Le salon permet à tous les plongeurs de se rencontrer, du warrior qui vient admirer le matériel militaire, de la plongeuse qui vient trouver LA paire de palme qui sera assortie à son masque, de l’ancien qui plonge depuis des années, qui a connu le pied lourd et ne comprend pas pourquoi, les gamins de 8 ans ont le droit d’avoir des stab dès leur baptème. Cette année, à côté des stands de vente de matériel dernière génération, un espace expo était dédié au matériel ancien.
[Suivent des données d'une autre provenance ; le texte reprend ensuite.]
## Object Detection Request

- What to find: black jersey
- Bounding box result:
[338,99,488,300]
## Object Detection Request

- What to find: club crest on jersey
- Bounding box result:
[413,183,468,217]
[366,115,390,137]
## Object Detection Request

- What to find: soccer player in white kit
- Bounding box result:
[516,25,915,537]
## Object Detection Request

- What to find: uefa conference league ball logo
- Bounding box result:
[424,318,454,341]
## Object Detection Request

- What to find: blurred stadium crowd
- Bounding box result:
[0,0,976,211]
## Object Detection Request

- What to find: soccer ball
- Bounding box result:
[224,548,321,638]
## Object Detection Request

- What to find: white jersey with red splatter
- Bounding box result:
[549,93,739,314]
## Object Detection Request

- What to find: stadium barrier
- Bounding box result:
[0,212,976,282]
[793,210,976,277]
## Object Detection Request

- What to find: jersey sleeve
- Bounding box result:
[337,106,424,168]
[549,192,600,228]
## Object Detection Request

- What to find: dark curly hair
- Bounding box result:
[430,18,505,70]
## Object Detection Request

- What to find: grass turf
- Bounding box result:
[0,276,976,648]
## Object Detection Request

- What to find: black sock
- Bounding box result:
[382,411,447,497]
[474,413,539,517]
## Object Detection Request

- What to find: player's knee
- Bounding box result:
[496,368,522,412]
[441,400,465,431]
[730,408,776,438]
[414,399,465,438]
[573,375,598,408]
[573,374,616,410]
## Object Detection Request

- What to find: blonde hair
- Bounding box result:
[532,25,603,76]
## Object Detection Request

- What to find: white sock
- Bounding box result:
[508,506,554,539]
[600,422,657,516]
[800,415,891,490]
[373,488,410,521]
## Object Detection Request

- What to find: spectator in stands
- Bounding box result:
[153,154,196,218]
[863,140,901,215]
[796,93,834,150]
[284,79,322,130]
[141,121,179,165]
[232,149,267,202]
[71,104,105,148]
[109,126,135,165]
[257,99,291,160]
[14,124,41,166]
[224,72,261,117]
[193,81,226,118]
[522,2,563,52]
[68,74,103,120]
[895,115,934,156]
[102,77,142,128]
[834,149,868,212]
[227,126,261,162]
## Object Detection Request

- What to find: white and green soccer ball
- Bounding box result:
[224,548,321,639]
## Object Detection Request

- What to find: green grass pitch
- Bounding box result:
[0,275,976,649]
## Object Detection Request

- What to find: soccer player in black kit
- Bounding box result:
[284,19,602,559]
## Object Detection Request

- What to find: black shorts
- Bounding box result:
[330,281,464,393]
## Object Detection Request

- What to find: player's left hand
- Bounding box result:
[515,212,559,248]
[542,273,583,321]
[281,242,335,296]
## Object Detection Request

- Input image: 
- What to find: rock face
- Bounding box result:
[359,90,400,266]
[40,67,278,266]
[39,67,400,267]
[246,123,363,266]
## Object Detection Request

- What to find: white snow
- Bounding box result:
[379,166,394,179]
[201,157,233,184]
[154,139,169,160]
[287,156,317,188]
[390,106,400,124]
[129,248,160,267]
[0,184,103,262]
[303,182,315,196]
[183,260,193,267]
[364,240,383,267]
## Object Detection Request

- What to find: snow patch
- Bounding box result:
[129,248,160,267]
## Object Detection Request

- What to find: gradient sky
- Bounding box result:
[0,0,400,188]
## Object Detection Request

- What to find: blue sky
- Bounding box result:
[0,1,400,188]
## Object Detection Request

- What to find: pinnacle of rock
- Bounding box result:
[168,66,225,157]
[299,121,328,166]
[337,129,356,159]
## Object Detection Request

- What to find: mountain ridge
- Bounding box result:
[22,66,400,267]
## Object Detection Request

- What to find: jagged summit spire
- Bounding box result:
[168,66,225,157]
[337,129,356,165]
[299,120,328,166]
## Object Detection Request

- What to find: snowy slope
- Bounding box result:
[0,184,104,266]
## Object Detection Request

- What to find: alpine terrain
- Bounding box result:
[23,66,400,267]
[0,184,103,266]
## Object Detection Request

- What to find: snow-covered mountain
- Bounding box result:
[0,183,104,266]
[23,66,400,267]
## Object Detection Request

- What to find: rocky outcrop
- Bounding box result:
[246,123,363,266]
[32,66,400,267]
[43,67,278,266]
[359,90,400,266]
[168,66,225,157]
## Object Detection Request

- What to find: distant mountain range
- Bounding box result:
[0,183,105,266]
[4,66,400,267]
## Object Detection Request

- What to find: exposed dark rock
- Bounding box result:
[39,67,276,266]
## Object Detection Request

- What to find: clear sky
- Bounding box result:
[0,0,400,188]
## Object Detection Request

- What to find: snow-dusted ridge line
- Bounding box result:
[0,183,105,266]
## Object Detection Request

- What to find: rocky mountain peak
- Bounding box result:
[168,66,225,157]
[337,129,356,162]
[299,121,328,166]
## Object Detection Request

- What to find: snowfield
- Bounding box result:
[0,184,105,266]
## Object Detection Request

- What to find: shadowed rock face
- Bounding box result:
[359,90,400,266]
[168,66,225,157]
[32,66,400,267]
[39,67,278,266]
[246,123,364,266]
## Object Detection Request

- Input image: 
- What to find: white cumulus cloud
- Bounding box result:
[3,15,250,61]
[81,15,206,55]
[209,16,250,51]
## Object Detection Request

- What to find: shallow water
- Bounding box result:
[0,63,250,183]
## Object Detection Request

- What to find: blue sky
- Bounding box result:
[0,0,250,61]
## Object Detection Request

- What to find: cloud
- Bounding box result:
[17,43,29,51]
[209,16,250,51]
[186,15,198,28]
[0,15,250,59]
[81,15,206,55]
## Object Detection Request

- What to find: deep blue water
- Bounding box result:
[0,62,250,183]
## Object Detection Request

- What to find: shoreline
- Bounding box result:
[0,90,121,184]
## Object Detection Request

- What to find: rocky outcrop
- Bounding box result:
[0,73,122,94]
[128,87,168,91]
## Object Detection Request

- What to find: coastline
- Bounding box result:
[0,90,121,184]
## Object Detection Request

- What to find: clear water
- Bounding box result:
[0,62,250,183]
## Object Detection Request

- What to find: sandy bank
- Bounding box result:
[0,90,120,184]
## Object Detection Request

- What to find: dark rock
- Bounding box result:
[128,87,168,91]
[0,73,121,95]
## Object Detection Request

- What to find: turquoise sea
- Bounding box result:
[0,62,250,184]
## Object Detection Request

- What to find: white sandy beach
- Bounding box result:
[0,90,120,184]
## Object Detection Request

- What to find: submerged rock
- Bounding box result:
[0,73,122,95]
Dans l’après-midi, comme l’an passé, nous avons fait un détour par le stand de Ultramarina, tour opérator bien connu des plongeurs pour faire la connaissance de Ianis, la personne grâce à qui nous allons pouvoir partir au bout du monde et Ingrid, la responsable du club du bout du monde. Le temps de régler quelques formalités administratives et d’admirer un petit film de présentation de St Eustache et je quitte le stand avec des images plein la tête en attendant la centaine jours qui nous séparent de notre départ.


Un petit peu plus loin alors que nous regardons des livres sur un stand, je tombe sur un livre magnifique. J’avais déjà vu ces images, un soir, tard, alors que je n’arrivais pas à m’endormir. Une équipe de huit passionnés un peu fous (comme tous les passionnés) se sont lancés dans une exploration des eaux qui sont sous la banquise. Ils ont passé 45 jours à se déplacer en ski et à transporter leur matériel dans des barquettes. Les températures variaient entre -1° et -56°. Ils ont marché sous le pole et Monsieur Ghislain BARDOUT était présent pour dédicacer le livre de leurs aventures.
A l’opposé, du salon et du monde, se trouve les stands de plusieurs iles paradisiaques. Les représentants de la réunion et des iles de Tahiti sont aussi des habitués du salon de la plongée.